Santamarta David, González-Martínez E, Fernández J, Mostaza A
Department of Neurosurgery, University Hospital of León, Altos de Nava, s/n, León, 24080, Spain.
Acta Neurochir Suppl. 2016;122:267-74. doi: 10.1007/978-3-319-22533-3_53.
Intracranial pressure (ICP) monitoring and infusion studies have long been used in the preoperative workup of patients with suspected idiopathic normal-pressure hydrocephalus (iNPH). We have analysed the predictive values of different measures derived from both investigations, emphasising the differences between responders and nonresponders.
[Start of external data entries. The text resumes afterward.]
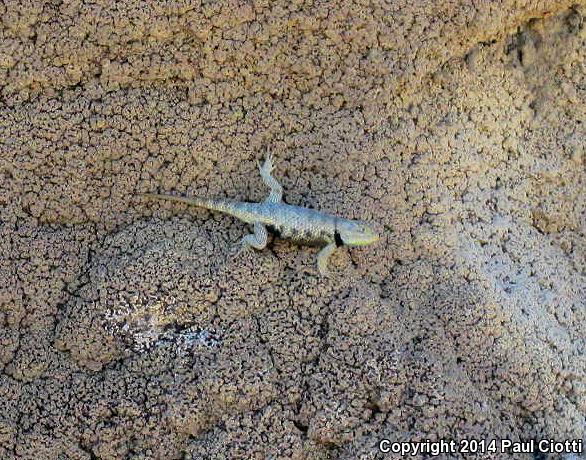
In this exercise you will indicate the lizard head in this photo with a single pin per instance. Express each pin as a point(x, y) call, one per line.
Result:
point(356, 233)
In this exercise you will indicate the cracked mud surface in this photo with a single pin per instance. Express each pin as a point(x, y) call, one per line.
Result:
point(128, 331)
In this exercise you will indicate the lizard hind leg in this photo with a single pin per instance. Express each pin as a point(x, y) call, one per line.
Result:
point(276, 193)
point(257, 240)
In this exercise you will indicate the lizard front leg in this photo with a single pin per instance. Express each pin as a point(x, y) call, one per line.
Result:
point(276, 193)
point(323, 256)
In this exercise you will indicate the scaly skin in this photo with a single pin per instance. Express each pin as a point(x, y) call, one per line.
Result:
point(302, 225)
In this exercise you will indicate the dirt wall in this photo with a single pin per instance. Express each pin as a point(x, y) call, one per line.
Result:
point(127, 328)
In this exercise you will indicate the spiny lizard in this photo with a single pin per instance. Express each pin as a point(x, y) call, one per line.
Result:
point(301, 225)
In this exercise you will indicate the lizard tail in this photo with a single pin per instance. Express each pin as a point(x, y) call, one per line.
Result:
point(220, 205)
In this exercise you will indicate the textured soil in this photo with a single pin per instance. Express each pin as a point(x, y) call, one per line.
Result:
point(127, 328)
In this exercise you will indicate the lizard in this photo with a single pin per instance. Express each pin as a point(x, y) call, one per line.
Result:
point(299, 224)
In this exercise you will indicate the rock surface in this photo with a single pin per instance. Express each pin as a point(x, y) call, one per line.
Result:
point(128, 331)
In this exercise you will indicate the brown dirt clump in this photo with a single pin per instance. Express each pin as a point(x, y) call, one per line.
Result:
point(127, 330)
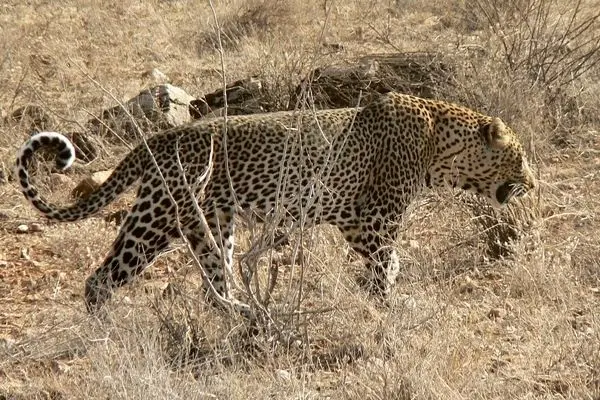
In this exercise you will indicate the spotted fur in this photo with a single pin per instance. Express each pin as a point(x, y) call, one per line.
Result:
point(357, 169)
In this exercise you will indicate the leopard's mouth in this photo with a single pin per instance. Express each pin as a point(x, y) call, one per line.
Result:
point(508, 190)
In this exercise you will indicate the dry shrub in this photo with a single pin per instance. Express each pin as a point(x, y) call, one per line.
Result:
point(501, 229)
point(256, 18)
point(359, 81)
point(554, 43)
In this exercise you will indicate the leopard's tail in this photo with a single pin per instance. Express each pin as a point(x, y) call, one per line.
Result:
point(124, 175)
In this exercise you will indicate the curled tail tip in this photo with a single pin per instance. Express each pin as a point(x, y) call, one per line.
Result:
point(65, 152)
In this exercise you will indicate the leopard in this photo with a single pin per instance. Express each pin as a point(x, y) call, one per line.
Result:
point(356, 168)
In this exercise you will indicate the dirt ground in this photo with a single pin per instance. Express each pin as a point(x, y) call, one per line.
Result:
point(462, 323)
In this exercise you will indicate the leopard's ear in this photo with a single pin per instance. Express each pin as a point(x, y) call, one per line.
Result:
point(494, 134)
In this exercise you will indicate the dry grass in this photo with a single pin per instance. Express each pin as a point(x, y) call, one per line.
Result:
point(466, 320)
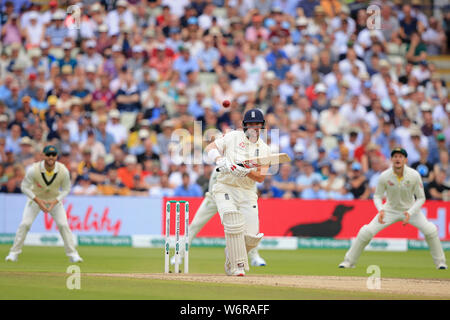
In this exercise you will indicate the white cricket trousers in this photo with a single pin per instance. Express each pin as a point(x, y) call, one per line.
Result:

ICP monitoring and lumbar infusion studies were routinely performed during a 6-year period. Shunting was proposed when the resistance to cerebrospinal fluid outflow (ROUT) >12 mmHg/ml/min and/or a minimum 15 % of slow waves were detected. The outcome was evaluated 6 months after surgery. Recorded data from ICP monitoring were mean pressure and pulse amplitude, the total percentage of slow waves and the presence of different types of slow waves following the classification proposed by Raftopoulos et al. Recorded data from lumbar infusion studies were mean values of pressure and pulse amplitude during three epochs (basal, early infusion and plateau), ROUT and the pulsatility response to the increase in mean pressure during the infusion. This response was quantified by two pulse amplitude indexes: the pulse amplitude index during the early infusion stage (A1) and the pulse amplitude index during the plateau stage (A2).
Thirty shunted patients were evaluated at the end of the follow-up and 23 (76.7 %) of them improved. Differences in the percentage of slow waves, ROUT and both pulsatility indexes were not statistically significant. The proportion of patients with great symmetrical waves and pulse amplitude during the early infusion stage were higher in responders (p < 0.05). The predictive analysis yielded the highest accuracy, with ROUT and A1 as a logical "OR" combination.
The combined use of ICP monitoring and lumbar infusion to forecast the response to shunting in patients with suspected iNPH did not improve the accuracy provided by any of them alone.
颅内压(ICP)监测和输液研究长期以来一直用于疑似特发性正常压力脑积水(iNPH)患者的术前检查。我们分析了这两项检查得出的不同测量指标的预测价值,强调了反应者和无反应者之间的差异。
在6年期间常规进行ICP监测和腰椎输液研究。当脑脊液流出阻力(ROUT)>12 mmHg/ml/min和/或检测到至少15%的慢波时,建议进行分流。术后6个月评估结果。ICP监测记录的数据包括平均压力和脉搏振幅、慢波的总百分比以及按照Raftopoulos等人提出的分类法不同类型慢波的存在情况。腰椎输液研究记录的数据包括三个阶段(基础期、早期输液期和平稳期)的压力和脉搏振幅平均值、ROUT以及输液期间平均压力增加时的搏动反应。这种反应通过两个脉搏振幅指数进行量化:早期输液阶段的脉搏振幅指数(A1)和平稳期的脉搏振幅指数(A2)。
30例接受分流的患者在随访结束时接受了评估,其中23例(76.7%)病情改善。慢波百分比、ROUT和两个搏动指数的差异无统计学意义。反应者中早期输液阶段具有大量对称波和脉搏振幅的患者比例更高(p < 0.05)。预测分析得出最高准确率,以ROUT和A1作为逻辑“或”组合。
联合使用ICP监测和腰椎输液来预测疑似iNPH患者对分流的反应,并没有提高单独使用其中任何一项检查所提供的准确率。